A former beauty queen looking after her brother's Maserati discovered it looking like an old crate after it was moved and flipped on its roof by a forklift-driving construction worker in Sydney's exclusive Bilyard Avenue in Elizabeth Bay this morning.
Rachel Huljich, a former Kiwi beauty queen who once defied a request from New Zealand Prime Minister Helen Clark, moved her brother Jason Huljich's $110,000 car to a construction zone in the road two days ago.
When a forklift driver tried to move the Maserati this morning things went horribly wrong when the car fell over the forks two metres off the ground.
Ms Huljich, who has just moved to the area, was put in charge of the 1999 3200 GT Maserati while her brother holidays in South America.
Police have released the construction worker after interviewing him today but have not ruled out charging him, pending further investigations.
Ms Huljich is a former Miss World New Zealand contestant who divided her country when she decided to compete at the 2002 Miss World contest which was supposed to be held in Nigeria, against the wishes of Ms Clark.
The controversy erupted after a Nigerian woman, Amina Lawal, was sentenced to a stoning death for having a child out of wedlock.
Many countries including New Zealand called for a boycott of the contest in light of the death sentence but Ms Huljich, who was 17 at the time, remained defiant.
Ms Clark said at the time it would not be a "good look'' for New Zealand to participate, but the pretty brunette paid little attention.
Her stance divided Kiwis, with many calling for Ms Huljich to bow to the Prime Minister's wishes.
However, following an extremely troubled lead-up, the contest was moved to London and the issue blew over.
Ms Huljich did not make the last round of the competition.
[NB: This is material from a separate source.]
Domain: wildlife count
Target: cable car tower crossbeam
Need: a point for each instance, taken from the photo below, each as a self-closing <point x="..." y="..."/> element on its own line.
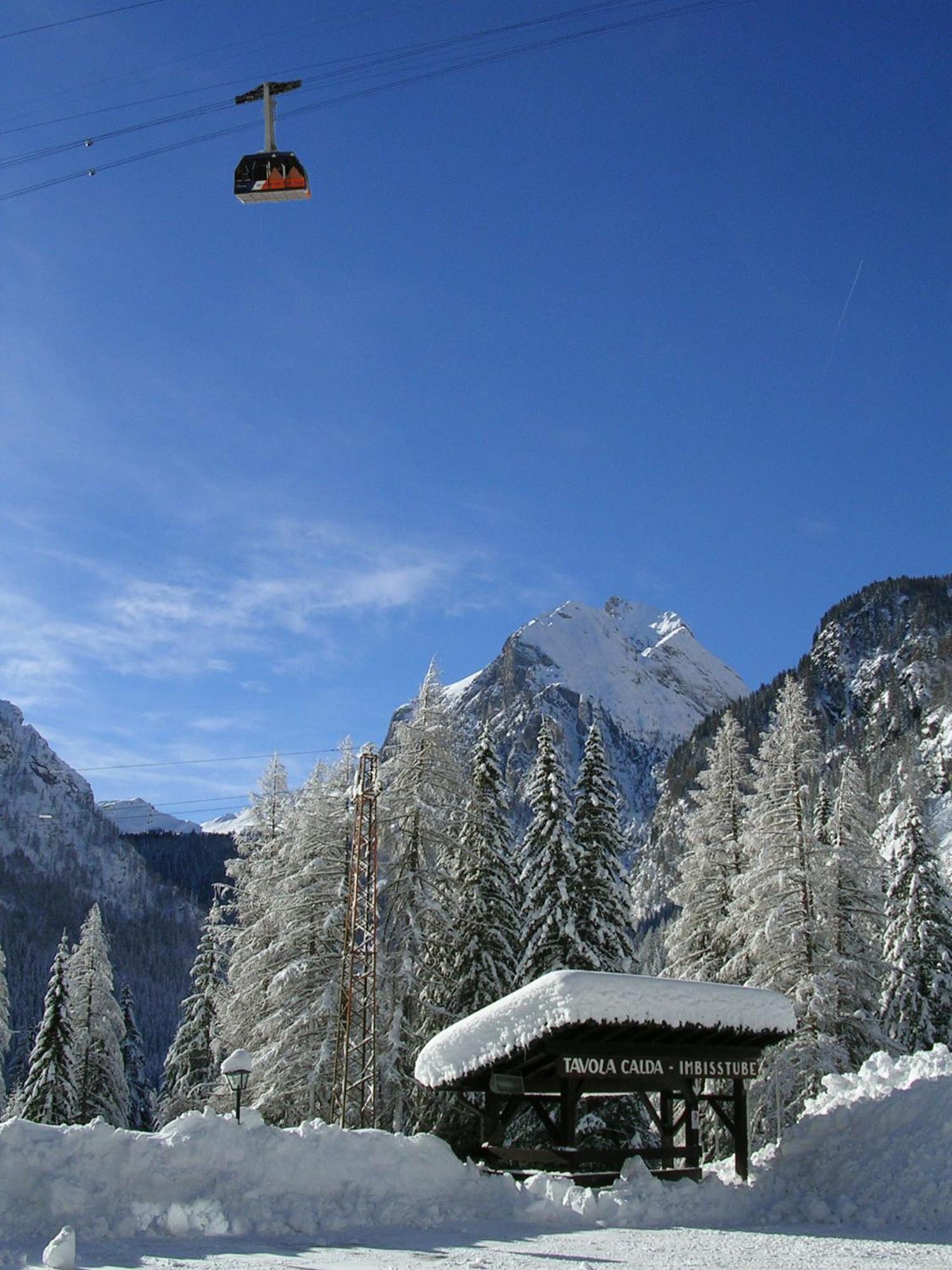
<point x="271" y="176"/>
<point x="355" y="1099"/>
Australia's representative Nicole Rita-Gazal was a semi-finalist.
This morning's Maserati drama unfolded after a building worker from SMS Construction hoisted the car into the air with the forklift.
Brad Harrison, a plumber who was working at a building when he came out to get some tools, described what happened.
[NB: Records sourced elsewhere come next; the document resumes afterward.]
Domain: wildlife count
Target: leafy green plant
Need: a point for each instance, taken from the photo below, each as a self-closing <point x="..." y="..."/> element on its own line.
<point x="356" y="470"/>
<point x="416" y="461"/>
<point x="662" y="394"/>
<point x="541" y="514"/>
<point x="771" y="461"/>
"He picked up the car with his forklift, and then he turned while it was on, and suddenly the car rolled over and fell on its roof.
"It was a large crunch, the car was rocking [while it was on the forklift] the whole time."
A crowd of up to 50 gathered to inspect the damage, which included a smashed roof and windows.
It is unclear if the car can be salvaged.
"It is very surprising," a stunned Ms Huljich said, adding that her brother was away for another two weeks.
"I haven't decided whether I'll tell him now or when he comes back."
Resident Stephen Gray said workers for SMS Construction had been moving cars in the street with forklifts for some time while they work on a four-storey building.
"They've been doing it for months now," he said. "It's outrageous and just really arrogant."
Inspector Peter Brooks said: "Only council and the police have the right to move cars from a street,'' he said. "We're still contemplating whether or not charges will be laid."
Another resident of Bilyard Avenue, Romain Bonjean, said his BMW was damaged after it was moved by builders from a different construction company about 18 months ago.
"When I confronted the builders, they admitted pushing it so they could fit a crane. I was parked legally.
"The pushing consisted of having three builders repeatedly bouncing the front bonnet. This resulted in my handbrake cable having to be replaced."